Funkcjonariusze Bieszczadzkiego Oddziału Straży Granicznej w miniony weekend zatrzymali dwie grupy nielegalnych imigrantów. Sześć osób przekroczyło zieloną granicę z Ukrainy do Polski w rejonie Horyńca- Zdroju, a cztery w Bieszczadach.
W pierwszej byli trzej obywatele Pakistanu, dwaj Bangladeszu i Syryjczyk, na stałe zamieszkały na Ukrainie, który był organizatorem przerzutu dla pozostałych. Z wyjaśnień cudzoziemców wynikało, że celem ich podróży była Holandia lub Niemcy. Tam chcieli podjąć pracę zarobkową. Za przerzut zapłacili od 4 do 15 tysięcy dolarów. Nie posiadali dokumentów tożsamości ani pieniędzy.
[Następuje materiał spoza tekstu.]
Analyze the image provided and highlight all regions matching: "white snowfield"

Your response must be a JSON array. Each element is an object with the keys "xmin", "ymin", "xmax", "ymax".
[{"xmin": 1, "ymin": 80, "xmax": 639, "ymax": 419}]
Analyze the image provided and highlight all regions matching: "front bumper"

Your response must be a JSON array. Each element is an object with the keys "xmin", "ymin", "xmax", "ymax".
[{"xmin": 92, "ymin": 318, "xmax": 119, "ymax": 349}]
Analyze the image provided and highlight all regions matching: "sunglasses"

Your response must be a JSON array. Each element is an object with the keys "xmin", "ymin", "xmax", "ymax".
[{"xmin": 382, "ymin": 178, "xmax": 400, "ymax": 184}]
Z kolei w pobliżu Wołosatego w Bieszczadach, granicę przekroczyła armeńska rodzina z dwójką dzieci w wieku 10 i 16 lat. Jak wyjaśnili, celem ich podróży miały być kraje Europy Zachodniej gdzie chcieli zamieszkać. Ponieważ nie posiadali dokumentów tożsamości to postanowili przekroczyć zieloną granicę w Bieszczadach. Na podróż posiadali tysiąc euro.
Wszyscy zatrzymani, zgodnie z umową o readmisji zostali przekazani z powrotem na Ukrainę.